Review Article

Vitamin D and Inflammatory Bowel Diseases

V. P. Mouli; A. N. Ananthakrishnan


Aliment Pharmacol Ther. 2014;39(2):125-136. 

In This Article

Abstract and Introduction


Background Vitamin D is traditionally associated with bone metabolism. The immunological effects of vitamin D have increasingly come into focus.

Aim To review the evidence supporting a role of vitamin D in inflammatory bowel diseases.

Methods A comprehensive search was performed on PubMed using the terms 'crohn's disease' 'ulcerative colitis' and 'vitamin D'.

Results Vitamin D deficiency is common in patients with inflammatory bowel diseases (IBD) (16–95%) including those with recently diagnosed disease. Evidence supports immunological role of vitamin D in IBD. In animal models, deficiency of vitamin D increases susceptibility to dextran sodium sulphate colitis, while 1,25(OH)2D3 ameliorates such colitis. One prospective cohort study found low predicted vitamin D levels to be associated with an increased risk of Crohn's disease (CD). Limited data also suggest an association between low vitamin D levels and increased disease activity, particularly in CD. In a large cohort, vitamin D deficiency (<20 ng/mL) was associated with increased risk of surgery (OR 1.8, 95% CI 1.2–2.5) in CD and hospitalisations in both CD (OR 2.1, 95% CI 1.6–2.7) and UC (OR 2.3, 95% CI 1.7–3.1).

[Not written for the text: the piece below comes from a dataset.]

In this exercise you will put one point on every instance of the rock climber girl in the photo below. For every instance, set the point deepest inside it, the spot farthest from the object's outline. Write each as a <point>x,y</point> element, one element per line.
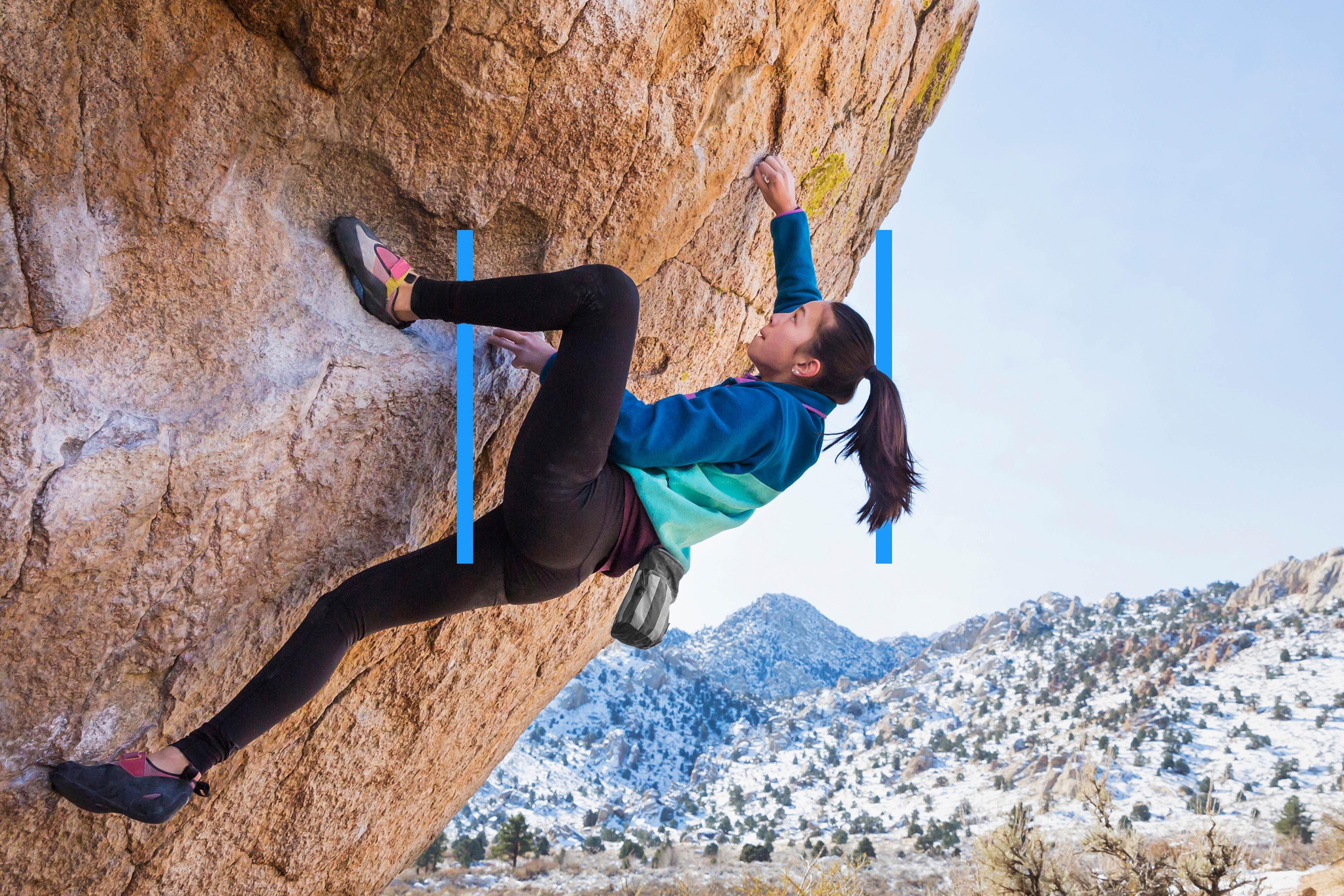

A single randomised controlled trial demonstrated that vitamin D supplementation may be associated with reduced frequency of relapses in patients with CD compared with placebo (13% vs. 29%, P = 0.06).

Conclusions There is growing epidemiological evidence to suggest a role for vitamin D deficiency in the development of IBD and also its influence on disease severity. The possible therapeutic role of vitamin D in patients with IBD merits continued investigation.


Ulcerative colitis (UC) and Crohn's disease (CD) constitute chronic idiopathic inflammatory bowel diseases (IBD). The key underlying pathogenic mechanisms for both diseases is a dysregulated host immune response to commensal intestinal flora in genetically susceptible individuals.[1,2] Known genetic variants incompletely explain the variance in disease incidence, suggesting a strong role for environmental factors, supported by epidemiological evidence.[3,4]

Vitamin D has long been recognised as a major regulator of calcium and phosphorus metabolism and key in maintaining bone health.[5–7] However, several recent studies have yielded new insights into the role of vitamin D in various other physiological processes. In particular, vitamin D appears to play important roles in immune regulation, particularly involving the innate immune system, cardiovascular and renal physiology, and development of cancer.[6] Importantly, an increasing body of literature supports an important role of vitamin D in the pathogenesis as well as potential therapy of IBD.[8–13] The current review examines the evidence linking vitamin D to IBD, both through its effect on bone health and association with pathogenesis and natural history of these diseases.